Esta es la columna vertebral de la política pública que hemos implementado, y lo hemos hecho con éxito. La cada vez más acelerada renovación de los Smartphone por parte de la ciudadanía, y la caída de los precios de los mismos, nos ponen optimistas ante la cantidad de personas que pronto tendrán en sus bolsillos un dispositivo capaz de alertar con certeza sobre eventuales peligros y – por otro lado – el sello ha hecho que los fabricantes, los operadores y hasta las tiendas prefieran ofrecer dispositivos compatibles con todas las bandas y para todas las tecnologías en funcionamiento en Chile. Un logro que nos tiene muy contentos y que nos permite asegurar que –en esta materia– hoy tenemos un Chile mejor preparado.

Aún más, y con la objetividad de lo correcto que ha resultado el camino emprendido, vimos espacio para mejorar ciertos procedimientos asociados a esta normativa y decidimos tomar acción.
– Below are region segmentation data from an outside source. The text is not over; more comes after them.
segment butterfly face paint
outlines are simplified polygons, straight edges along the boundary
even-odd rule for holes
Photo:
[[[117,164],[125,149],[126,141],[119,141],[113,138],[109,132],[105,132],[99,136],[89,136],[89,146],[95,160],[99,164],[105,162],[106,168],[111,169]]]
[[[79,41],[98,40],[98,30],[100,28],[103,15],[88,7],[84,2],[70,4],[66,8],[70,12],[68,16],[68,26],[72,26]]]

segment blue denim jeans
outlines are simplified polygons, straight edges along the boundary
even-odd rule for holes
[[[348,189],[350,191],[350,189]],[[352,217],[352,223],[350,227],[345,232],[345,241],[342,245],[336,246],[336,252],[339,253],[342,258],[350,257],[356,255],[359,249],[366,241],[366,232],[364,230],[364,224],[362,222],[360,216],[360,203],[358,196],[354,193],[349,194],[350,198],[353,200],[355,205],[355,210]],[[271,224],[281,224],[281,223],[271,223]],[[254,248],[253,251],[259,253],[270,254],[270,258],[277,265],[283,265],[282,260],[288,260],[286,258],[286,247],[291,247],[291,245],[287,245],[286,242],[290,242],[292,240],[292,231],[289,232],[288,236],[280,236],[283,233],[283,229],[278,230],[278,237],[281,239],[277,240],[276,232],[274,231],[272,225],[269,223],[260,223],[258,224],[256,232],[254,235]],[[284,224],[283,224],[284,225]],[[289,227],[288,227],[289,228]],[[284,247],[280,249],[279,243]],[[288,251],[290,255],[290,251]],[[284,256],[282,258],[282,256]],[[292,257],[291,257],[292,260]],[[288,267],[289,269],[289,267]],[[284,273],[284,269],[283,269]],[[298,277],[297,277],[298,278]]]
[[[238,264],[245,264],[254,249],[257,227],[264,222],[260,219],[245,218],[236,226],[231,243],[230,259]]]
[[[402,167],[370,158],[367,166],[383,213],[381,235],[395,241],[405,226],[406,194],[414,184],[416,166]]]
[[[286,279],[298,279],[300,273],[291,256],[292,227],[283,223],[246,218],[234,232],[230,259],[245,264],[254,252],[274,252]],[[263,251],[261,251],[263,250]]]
Facilitaremos que la experiencia del turista o del extranjero que viene a nuestro país y quiera acceder a nuestra red móvil sea de manera inmediata. Lo mismo para quien compra un teléfono en el extranjero y quiere usarlo con una SIM Card de alguna compañía nacional, su inscripción será automática, sencilla, expedita e imperceptible para el usuario.

Mientras implementamos estas mejoras, hemos resuelto flexibilizar el requerimiento de inscripción administrativa para equipos que vengan desde el extranjero, esto otorga la posibilidad de utilizar la red pública nacional por un periodo limitado de tiempo sin necesidad de inscripción o registro alguno.

Otro ámbito importante que hemos observado en estos meses, es la necesidad de generar una norma técnica que permita desatar la implementación de IoT, para lo cual elaboraremos un reglamento técnico que permita la proliferación de un ecosistema que dé cabida a la sensorización de nuestras ciudades, industrias y otras dimensiones de nuestra vida.

Regulaciones de nueva generación, en un ecosistema dinámico, convergente, que ponga valor en el objeto de la política pública junto a la experiencia y calidad que el usuario de los servicios de telecomunicaciones espera recibir implica mantenernos atentos, vigilantes, abiertos para proceder a los ajustes necesarios donde la realidad, la vida de las personas, sus usos y apropiaciones, serán quienes impondrán sus términos para que el ambiente normativo siempre esté a la altura de las demandas del nuevo ecosistema digital.